O teor da pergunta mostra que os discípulos tinham uma noção falsa sobre o Messias, julgando que Ele restauraria o Reino de Israel, o qual dominaria todos os outros povos. E nesse reino os discípulos de São João Batista ocupariam altos cargos no campo político, financeiro, etc. São João Batista enviou-os, pois, confiante em que Nosso Senhor fizesse por eles o que pessoalmente ele não conseguira, e de que a conversa com o Mestre fosse ocasião para receberem uma graça que agisse no fundo de suas almas e viessem a se converter.
"Jesus respondeu-lhes: "Ide contar a João o que estais ouvindo e vendo: os cegos recuperam a vista, os paralíticos andam, os leprosos são curados, os surdos ouvem, os mortos ressuscitam e os pobres são evangelizados" (Mt 11, 4-5). Nosso Senhor completou a resposta dizendo: "Feliz aquele que não se escandaliza por causa de Mim!" (Mt 11, 6). Tais palavras são um sinal claro de que os discípulos de João Batista não aceitaram bem a mensagem e estavam com inveja da graça fraterna. Ao invés de se alegrarem por comprovar que outro fora favorecido pela benevolência de Deus, numa manifestação patente de seu poder, veem na Pessoa de Jesus uma sombra projetada sobre si mesmos.
Tendo concluído que o objetivo de Nosso Senhor não era a restauração do reino de Israel, sentiram-se frustrados, pois imaginavam que, pelo fato de haverem abandonado tudo para seguir o Precursor, seriam os primeiros junto ao Messias. Percebem agora que estão em segundo plano, e consumam o plano maléfico: entregar João Batista quando fosse possível.
Além do grande sofrimento de ver a má atitude de seus discípulos, São João Batista foi alvo do ódio de Herodíades, a qual queria matá-lo. Entretanto não o conseguia, "pois Herodes temia João, sabendo que era um homem justo e santo, e até lhe dava proteção. Ele gostava muito de ouvi-lo, mas ficava desconcertado" (Mc 6, 20). Por ocasião de seu aniversário, Antipas ofereceu um banquete aos principais da Galileia. A festa realizou-se numa das esplêndidas salas da Fortaleza de Maqueronte. Herodíades possuía uma filha chamada Salomé, que ela tivera de seu casamento legítimo com Herodes Filipe.

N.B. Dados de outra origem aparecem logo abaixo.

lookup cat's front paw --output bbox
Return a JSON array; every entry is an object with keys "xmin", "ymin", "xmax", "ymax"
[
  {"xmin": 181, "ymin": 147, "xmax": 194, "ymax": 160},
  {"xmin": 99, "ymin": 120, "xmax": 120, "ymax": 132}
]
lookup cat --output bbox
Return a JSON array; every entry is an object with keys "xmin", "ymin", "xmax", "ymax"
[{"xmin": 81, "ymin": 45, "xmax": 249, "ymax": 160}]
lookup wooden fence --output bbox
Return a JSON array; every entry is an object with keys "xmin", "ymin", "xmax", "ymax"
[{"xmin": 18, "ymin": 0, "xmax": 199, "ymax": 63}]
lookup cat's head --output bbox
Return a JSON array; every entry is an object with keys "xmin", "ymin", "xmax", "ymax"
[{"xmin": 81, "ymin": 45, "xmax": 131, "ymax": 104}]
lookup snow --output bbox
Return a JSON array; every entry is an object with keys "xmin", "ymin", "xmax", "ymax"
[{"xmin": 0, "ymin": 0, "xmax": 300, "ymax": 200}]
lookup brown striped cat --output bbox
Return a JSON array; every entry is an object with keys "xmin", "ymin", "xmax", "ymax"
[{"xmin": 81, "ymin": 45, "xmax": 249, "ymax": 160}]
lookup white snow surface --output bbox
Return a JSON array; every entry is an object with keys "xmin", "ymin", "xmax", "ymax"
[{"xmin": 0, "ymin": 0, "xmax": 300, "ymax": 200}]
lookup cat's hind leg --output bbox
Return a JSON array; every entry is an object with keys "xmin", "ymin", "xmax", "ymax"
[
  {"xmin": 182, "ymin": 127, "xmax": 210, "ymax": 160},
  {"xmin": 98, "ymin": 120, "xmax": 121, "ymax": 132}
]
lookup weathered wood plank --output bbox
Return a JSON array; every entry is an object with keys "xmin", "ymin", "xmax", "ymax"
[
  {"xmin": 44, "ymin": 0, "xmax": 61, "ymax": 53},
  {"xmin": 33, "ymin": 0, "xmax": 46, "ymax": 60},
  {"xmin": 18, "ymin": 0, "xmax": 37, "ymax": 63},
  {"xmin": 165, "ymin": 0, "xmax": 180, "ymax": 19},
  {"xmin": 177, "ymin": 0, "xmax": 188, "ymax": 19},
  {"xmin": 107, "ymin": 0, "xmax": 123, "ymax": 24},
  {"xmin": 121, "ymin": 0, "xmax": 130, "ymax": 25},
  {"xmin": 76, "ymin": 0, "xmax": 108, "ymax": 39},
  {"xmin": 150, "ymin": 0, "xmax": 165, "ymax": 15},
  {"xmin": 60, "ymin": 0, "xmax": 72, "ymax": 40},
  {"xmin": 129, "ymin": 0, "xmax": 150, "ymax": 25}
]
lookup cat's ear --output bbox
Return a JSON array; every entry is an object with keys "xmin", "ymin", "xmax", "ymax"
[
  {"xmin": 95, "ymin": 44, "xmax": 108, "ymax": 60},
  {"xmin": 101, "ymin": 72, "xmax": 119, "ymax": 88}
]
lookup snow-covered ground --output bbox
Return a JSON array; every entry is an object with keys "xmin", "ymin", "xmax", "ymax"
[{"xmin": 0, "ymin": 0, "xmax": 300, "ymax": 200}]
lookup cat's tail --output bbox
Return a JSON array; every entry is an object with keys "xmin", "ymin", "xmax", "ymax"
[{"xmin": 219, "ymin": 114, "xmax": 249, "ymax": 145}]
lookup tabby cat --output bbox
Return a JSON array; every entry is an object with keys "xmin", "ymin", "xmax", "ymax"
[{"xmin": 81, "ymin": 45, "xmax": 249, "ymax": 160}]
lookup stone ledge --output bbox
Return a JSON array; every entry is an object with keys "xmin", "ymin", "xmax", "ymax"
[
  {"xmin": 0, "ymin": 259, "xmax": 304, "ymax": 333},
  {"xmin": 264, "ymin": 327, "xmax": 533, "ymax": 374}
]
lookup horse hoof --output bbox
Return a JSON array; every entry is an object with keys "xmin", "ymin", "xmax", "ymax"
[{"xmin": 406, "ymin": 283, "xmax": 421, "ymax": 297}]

Em determinado momento da festa, Salomé entrou na sala e dançou. O mole e sensual Antipas disse à moça: "'Pede-me o que quiseres, e eu te darei". E fez até um juramento: "Eu te darei qualquer coisa que me pedires, ainda que seja a metade do meu reino." Ela saiu e perguntou à mãe: "Que devo pedir?" A mãe respondeu: "A cabeça de João Batista."
"Voltando depressa para junto do rei, a moça pediu: ‘Quero que me dês agora, num prato, a cabeça de João Batista. Imediatamente, [Antipas] mandou um carrasco cortar e trazer a cabeça de João. O carrasco foi e, lá na prisão, cotou-lhe a cabeça, trouxe-a num prato e deu à moça. E ela a entregou a sua mãe. Quando os discípulos de João ficaram sabendo, vieram e pegaram o corpo dele e o puseram numa sepultura" (Mc 6, 22-25. 27-29).
Procuremos aumentar nossa devoção a São João Batista, o qual era a própria expressão da limpeza de alma, porque o puro detesta o sujo, o reto detesta o sinuoso, o corajoso aborrece o covarde. Nisso ele era a severidade, essa virtude pela qual se rejeita o que deve ser rejeitado.